Die folgenden Analysen und Ergebnisse bieten somit eine wichtige Orientierung für Website-Betreiber:innen, Marketing-Verantwortliche, Entwickler:innen und alle, die digitale Angebote gestalten und optimieren möchten. Sie zeigen, dass Investitionen in Barrierefreiheit nicht nur eine Antwort auf regulatorische Entwicklungen sind, sondern eine strategische Entscheidung für mehr Reichweite, eine bessere User Experience und eine stärkere, zukunftsorientierte Markenpositionierung.
Methodik der Untersuchung
Um ein aussagekräftiges Bild über den Stand der digitalen Barrierefreiheit zu gewinnen, wurde ein strukturierter Ansatz zur Datenerhebung und -analyse gewählt. Im Folgenden werden die zentralen methodischen Schritte dieser Studie erläutert.
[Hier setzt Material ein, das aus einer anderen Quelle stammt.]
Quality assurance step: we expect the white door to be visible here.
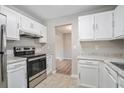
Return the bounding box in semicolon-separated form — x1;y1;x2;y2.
102;65;117;88
114;5;124;38
20;16;34;33
79;65;99;88
7;62;27;88
47;55;52;74
78;15;95;40
2;7;19;40
39;25;47;43
33;21;41;35
118;76;124;88
95;11;113;40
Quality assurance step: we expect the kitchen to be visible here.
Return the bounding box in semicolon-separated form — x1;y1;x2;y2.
0;5;124;88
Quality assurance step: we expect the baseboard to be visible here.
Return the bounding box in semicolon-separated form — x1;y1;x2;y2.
63;58;72;60
56;57;63;61
52;70;56;74
71;74;78;78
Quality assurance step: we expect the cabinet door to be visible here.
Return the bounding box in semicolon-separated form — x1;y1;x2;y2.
102;65;117;88
47;55;52;74
95;11;113;40
79;65;99;88
1;7;19;40
39;26;47;43
20;16;34;33
33;21;41;35
114;5;124;38
78;15;94;40
8;67;27;88
118;76;124;88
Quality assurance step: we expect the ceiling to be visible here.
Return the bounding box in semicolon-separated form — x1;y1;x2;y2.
56;24;72;34
13;5;113;20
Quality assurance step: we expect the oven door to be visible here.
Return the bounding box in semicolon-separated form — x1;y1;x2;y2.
27;57;46;81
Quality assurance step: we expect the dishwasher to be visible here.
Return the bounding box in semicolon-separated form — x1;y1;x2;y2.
7;61;27;88
103;65;118;88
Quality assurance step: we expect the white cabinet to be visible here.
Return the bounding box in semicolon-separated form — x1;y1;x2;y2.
114;5;124;38
78;60;99;88
102;65;117;88
95;12;114;40
20;15;42;36
47;54;53;74
7;61;27;88
20;15;34;33
33;21;42;36
78;11;114;41
1;6;20;40
78;15;95;40
118;75;124;88
39;25;47;43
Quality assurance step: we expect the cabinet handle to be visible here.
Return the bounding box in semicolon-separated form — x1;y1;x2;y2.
79;73;80;79
17;23;19;29
96;24;98;30
93;24;95;30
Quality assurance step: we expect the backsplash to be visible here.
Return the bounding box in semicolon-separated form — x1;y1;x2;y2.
7;37;47;54
80;40;124;57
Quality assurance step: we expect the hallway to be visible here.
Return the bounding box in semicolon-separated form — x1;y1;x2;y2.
56;59;72;75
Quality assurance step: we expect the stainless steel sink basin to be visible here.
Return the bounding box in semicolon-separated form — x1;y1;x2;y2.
111;62;124;70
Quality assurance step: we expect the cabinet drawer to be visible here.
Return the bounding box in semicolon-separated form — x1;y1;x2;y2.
79;60;99;66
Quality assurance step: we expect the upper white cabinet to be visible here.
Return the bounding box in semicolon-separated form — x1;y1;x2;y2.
39;25;47;43
114;5;124;38
1;6;20;40
20;15;34;33
79;15;95;40
95;12;114;40
79;11;114;41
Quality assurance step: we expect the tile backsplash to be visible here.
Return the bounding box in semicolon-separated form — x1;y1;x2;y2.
80;40;124;57
7;37;47;54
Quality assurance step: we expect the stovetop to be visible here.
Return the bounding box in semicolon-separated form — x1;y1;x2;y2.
111;62;124;70
19;53;46;58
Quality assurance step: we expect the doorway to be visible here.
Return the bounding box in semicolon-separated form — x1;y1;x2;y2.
55;24;72;75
Datengrundlage: Auswahl der untersuchten Websites
Grundlage der vorliegenden Untersuchung bildet eine Stichprobe von 1.000 Startseiten. Diese Websites wurden ausgewählt, da sie alle mit dem Content-Management-System (CMS) TYPO3 realisiert wurden. TYPO3 ist eines der führenden und meistgenutzten Systeme für professionelle und umfangreiche Webauftritte im deutschsprachigen Raum. Die Fokussierung auf mit diesem CMS erstellte Websites ermöglicht somit valide Aussagen über einen bedeutenden Sektor der Website-Landschaft und stellt auf technologischer Basis einen gute Vergleichsbasis dar. Die Analyse konzentrierte sich bewusst auf die Startseiten, da diese in der Regel den ersten und wichtigsten Eindruck eines Webangebots vermitteln und eine hohe Besucher:innen-Frequenz aufweisen.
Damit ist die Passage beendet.